(Closed) Tips for toddlers and their tantrums?

posted 6 years ago in Parenting
Post # 3
720 posts
Busy bee
  • Wedding: August 2009

My daughter is 16-months-old and I say that she’s discovered injustice.  🙂  Other than ignoring her, I can still distract her sometimes unless she’s over-tired.  That’s about it.

Post # 4
4327 posts
Honey bee
  • Wedding: January 1992

@MrsDPal811:  Time out in a separate room? I’ve found this to be helpful. Eventually they want to come out more calmly. 

Post # 5
10851 posts
Sugar Beekeeper
  • Wedding: September 2010

You just have to ride it out. Don’t back down on whatever consequence you’re enacting (time out, toy taken away, whatever). Unfortunately it’s a bumpy road and the best thing you can do is to just let her flip her lid, you walk away. When she’s calmed down, you come back and ask if she’s done, explain what happened and why that’s not an appropriate reaction, tell her you hope next time she’ll do better, give her a hug and move on. I know at 14 mos that’s a lot for their little heads to take in, but what else can you do? If you give in to whatever they’re upset about, it sets you up for a lot of headache down the road.

If she’s having a tantrum in public, take her to the car or a quiet place where she’s not disturbing anyone if possible. Even if it means leaving your shopping in the middle of the store. I’ve done it quite a few times with my stepson, lol! She’ll grow out of it, don’t worry! Learning that the world isn’t fair is always a tough stage!

Post # 6
9627 posts
Buzzing Beekeeper
  • Wedding: September 2012

Tantrums are completely normal and healthy behavior.  Mainly, as Gemstone said, you ride them out.  Just make sure she’s safe and stay calm.  Don’t reprimand her, just comfort her the best you can.  Children learn in stages and the tantrum stage is their first step towards thinking independently.  So try to see it as a positive step forward.  That said, here are some tips:

Never, ever allow her to lash out at YOU or anyone else.  Put a stop to that immediately.

Don’t use phyical force in any way, such as smacking or slapping.  If she’s reaching for something dangerous, like an outlet, gently take her little hands in yours and distract her away. 

Distraction works wonders with toddlers.  Find something funny or a favorite toy.

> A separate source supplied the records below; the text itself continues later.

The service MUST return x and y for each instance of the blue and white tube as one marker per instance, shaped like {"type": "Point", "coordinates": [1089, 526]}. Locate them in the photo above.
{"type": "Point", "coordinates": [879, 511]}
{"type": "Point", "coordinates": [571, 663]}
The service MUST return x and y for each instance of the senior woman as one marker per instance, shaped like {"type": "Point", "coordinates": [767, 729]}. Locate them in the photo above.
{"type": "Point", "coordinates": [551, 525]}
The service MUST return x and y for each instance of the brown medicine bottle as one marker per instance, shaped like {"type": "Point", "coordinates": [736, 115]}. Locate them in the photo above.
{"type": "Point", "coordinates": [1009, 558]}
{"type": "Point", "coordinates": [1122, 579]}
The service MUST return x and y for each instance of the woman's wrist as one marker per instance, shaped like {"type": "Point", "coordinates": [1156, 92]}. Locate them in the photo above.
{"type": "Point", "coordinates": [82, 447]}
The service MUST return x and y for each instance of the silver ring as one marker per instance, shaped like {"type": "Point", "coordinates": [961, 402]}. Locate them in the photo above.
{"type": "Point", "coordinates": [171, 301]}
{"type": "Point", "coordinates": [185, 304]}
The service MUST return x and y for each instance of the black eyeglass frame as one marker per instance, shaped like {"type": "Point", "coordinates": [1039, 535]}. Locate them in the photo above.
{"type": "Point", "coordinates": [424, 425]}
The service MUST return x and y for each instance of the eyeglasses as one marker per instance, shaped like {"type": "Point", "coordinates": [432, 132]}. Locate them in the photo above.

The most important thing for you to remember is that she’s not being “bad” by doing this, she is temporarily overwhelmed with emotion.  If you make her feel secure and safe and stay calm, the tantrum will be over sooner.

Another tip:  Never, ever give in to a tantrum.  If she is having a tantrum because you said NO about something, stick to that NO.  Or you’ll live to regret it, lol.  It’s a test and you cannot back down.

One thing that worked with my son when he was little was this:  When he would have a tantrum and throw his little self on the floor kicking and screaming, I would sit next to him and rub his little back and say, “It’s ok, baby, it will be ok.” 

When he was older I taught him to learn to ask for things calmly.  I told him if he asked for something and I said NO, and he thought it was not fair, to CALMLY ask me to reconsider.  And then I may reconsider the NO.  However, a tantrum or bad attitude was an automatic “This will stay a NO.”  It worked like a charm.  People were amazed.  He would ask, for example, for candy and I would say no.  And he would stay perfectly calm.  Once a cashier asked how that happend.  And my son looked at her (age 3 mind you) and said, “Well, I know if I’m good now my mommy will get me something later, like a cookie after lunch.  So I don’t have to have the candy bar now.”  I was so proud of my little pupster.

Children are very smart.  😉

Post # 8
1064 posts
Bumble bee
  • Wedding: June 2012

Er..welll..i used the same thecnique with both my cousin (she’s 22 now!) and my 2 daughters (12 and 4 years old) – i distracted them alright..by turning them upside down (literally) and tickling their bellies..they were “forced” to laugh and the tantrum would pass!!! It worked! Now please don’t tell me i was horrible..

Post # 9
2095 posts
Buzzing bee
  • Wedding: September 2011

I guess I am the mean mommy here. I would ignore him and wait until the tantrum was over and ask if he was done. If he was then we went on as usual and we would talk out what upset him and how he should have reacted. Timeouts never worked and there was a time where he would hit me. I would then restrain him and again we would talk it out when he was calmer.

Post # 10
92 posts
Worker bee
  • Wedding: April 2010

The latest studies say the best thing to do is completely ignore it during the emotional release.  Everything you attempt to do at that state will make the tantrum part longer.  Ten hen they are calm give them a few words (tasking the toy away must have made you angry) and move on.